Wind & Water: Where the River Teaches, and Everyone Belongs
In Hood River, river recreation is much more than just a scenic spectator sport; to the participants, it’s a teacher, a healer, and a community builder. Few organizations embody that truth more fully than Wylde Wind & Water, a nonprofit rooted in the belief that the river belongs to everyone.
Founded by world champion paddleboarder, wing foiler, windsurfer, and all-around wind-and-water force Fiona Wylde, the organization is shaping something powerful: a future where people of all ages, abilities, and incomes can learn, play, and grow on the water.
However, this story doesn’t begin with water sports. It starts with belonging.

“You’re Our People.”
These three words are the heartbeat of Hood River. You hear it in passing trailhead greetings, shared picnic tables, and spontaneous dockside conversations. And you feel it in programs like Wylde Wind & Water, where wings, boards, paddles, and foils aren’t just gear, they’re tools for empowerment.
Since its launch in 2022, the organization has reached over 4,000 participants through youth camps, safety education, and free community paddling events. But it’s not about numbers, it’s about people. About showing up for kids who’ve never touched water sports equipment. About giving families a new way to experience the Columbia River. About helping newcomers feel the way many locals have felt for generations: this is your river too.

Born from the Wind
Fiona Wylde didn’t just grow up in Hood River; she grew up in its wind.

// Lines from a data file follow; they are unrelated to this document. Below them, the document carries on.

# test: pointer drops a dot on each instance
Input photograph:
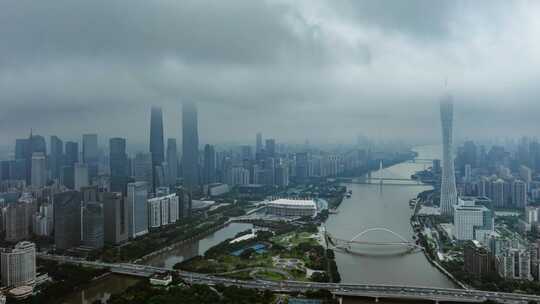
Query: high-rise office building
(163, 210)
(72, 153)
(478, 261)
(209, 170)
(190, 145)
(39, 169)
(302, 165)
(67, 219)
(270, 147)
(497, 193)
(282, 175)
(137, 194)
(448, 185)
(56, 157)
(42, 221)
(115, 217)
(18, 265)
(246, 153)
(519, 194)
(142, 168)
(81, 176)
(91, 154)
(184, 202)
(172, 161)
(238, 176)
(472, 221)
(16, 217)
(156, 140)
(118, 163)
(514, 264)
(258, 144)
(93, 224)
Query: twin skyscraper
(190, 148)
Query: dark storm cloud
(292, 69)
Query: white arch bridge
(360, 240)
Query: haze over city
(322, 70)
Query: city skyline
(267, 76)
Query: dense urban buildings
(137, 194)
(115, 218)
(90, 153)
(448, 185)
(67, 220)
(292, 207)
(18, 265)
(172, 162)
(190, 145)
(157, 144)
(118, 164)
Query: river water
(373, 206)
(186, 251)
(370, 206)
(102, 289)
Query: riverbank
(192, 239)
(384, 207)
(428, 251)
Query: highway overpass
(375, 291)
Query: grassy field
(293, 239)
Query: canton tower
(448, 185)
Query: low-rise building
(514, 264)
(292, 207)
(18, 265)
(477, 259)
(470, 218)
(163, 210)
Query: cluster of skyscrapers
(478, 182)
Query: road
(363, 290)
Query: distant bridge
(374, 291)
(347, 245)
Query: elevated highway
(375, 291)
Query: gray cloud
(292, 69)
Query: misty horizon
(322, 71)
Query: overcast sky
(324, 70)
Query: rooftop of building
(293, 202)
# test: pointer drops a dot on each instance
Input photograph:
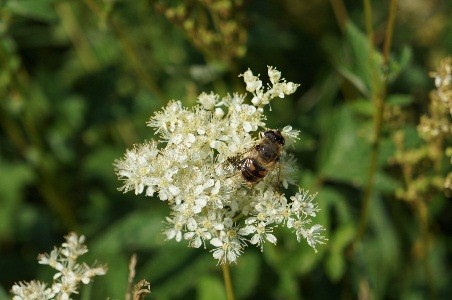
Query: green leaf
(399, 100)
(139, 230)
(335, 266)
(13, 179)
(344, 155)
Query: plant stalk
(227, 281)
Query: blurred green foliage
(79, 80)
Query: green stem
(340, 12)
(389, 31)
(227, 281)
(378, 97)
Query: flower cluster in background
(69, 273)
(210, 202)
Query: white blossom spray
(190, 169)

Born into a family of passionate “wind junkies”, she was raised on a simple choice: sit on the beach or join her parents on the water. Naturally, she chose the water. By the time most kids were learning to ride a bike, Fiona was learning to windsurf, spending long summer evenings rigging sails twice her size and chasing gusts across the Columbia.
Those early years shaped everything. Under the mentorship of the late wind guru Steve Gates, she became a member of the legendary Big Winds JET Team, a tight-knit crew of groms who lived for speed, courage, and the stoke of progression. Training, traveling, racing — it all became part of her DNA. Long before she became a world champion, she was simply a Hood River kid who felt most at home with a board under her feet and the wind at her back.

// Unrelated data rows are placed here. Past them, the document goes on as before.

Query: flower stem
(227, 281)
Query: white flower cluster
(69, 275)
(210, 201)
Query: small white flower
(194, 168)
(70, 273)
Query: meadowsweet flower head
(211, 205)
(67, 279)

Her trajectory seemed unstoppable, then, at age 18, everything shifted. Fiona was diagnosed with Type 1 diabetes, a moment that could have narrowed her world but instead expanded it. Windsports suddenly required new layers of awareness, planning, and resilience. Managing her blood sugar while competing at the highest levels demanded a level of discipline that would humble even the strongest athletes. But Fiona didn’t step back. She stepped forward. She kept racing. She kept winning. And she became a visible force for what was possible, not despite diabetes, but alongside it.

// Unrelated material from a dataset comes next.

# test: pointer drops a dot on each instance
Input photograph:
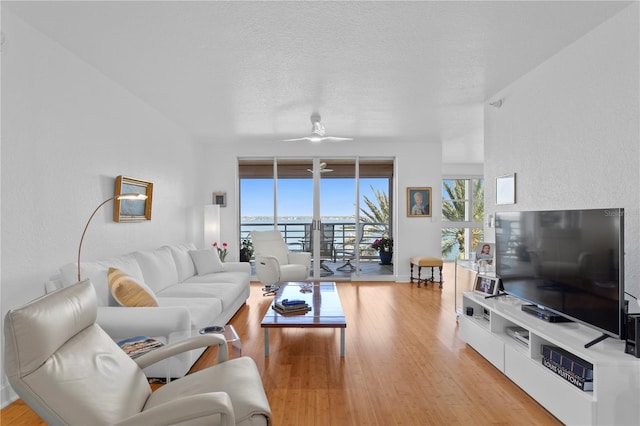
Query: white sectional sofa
(190, 295)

Her diagnosis became part of her purpose, sharpening her understanding of what access, support, and community really mean. And that understanding would eventually fuel something bigger than competition; it would shape the foundation of Wylde Wind & Water and her belief that the river should belong to everyone.
With programs like Viento y Agua, the organization is building bilingual access points into wind and water sports. With DEVO and JET teams, they are cultivating the next generation of skilled and confident wind sports enthusiasts. And with their free weekly clinics, they are proving that the best kind of experience isn’t expensive, it’s shared.

The Gorge is the Classroom
Every camp, workshop, paddle, and practice carries a deeper thread: safety and stewardship. Participants don’t just learn how to ride the wind or paddle the current; they learn how to read the river. How to respect it. How to recognize wind patterns, assess risks, and treat the Columbia not as a playground, but as a partner.
That ethos — learn, respect, enjoy — shows in every detail. It’s in the quiet moments of instruction before a downwinder. In the cheers as someone foils for the first time, in the conversations about microplastics and water quality that follow.
Wylde Wind & Water doesn’t exist in isolation. It is part of a wider rhythm in Hood River, a cycle of movement, mentorship, and meaning. It is kids who grow up on SUP boards, then come back to teach. It is visitors who start with curiosity and leave with a connection. It is the river flowing west, the wind blowing east, and a community grounded between the two.

Why It Matters
In a town shaped by wind and water, access isn’t just about equity; it is about legacy. Organizations like Wylde Wind & Water remind us that the most enduring parts of Hood River aren’t its sports or scenery; they are its people. The ones who build ramps for others to launch from. The ones who say, “Just show up. We’ll figure the rest out when we get to the river.”
So, if you find yourself in Hood River for a day, a weekend, or forever, keep an eye on the water. You might see a kid catching their first foil ride, an elder sharing stories on a community paddle, or Fiona herself offering coaching from whichever wind craft makes sense for the day.
They aren’t just out there for fun. They’re building something special, and they’re inviting you in.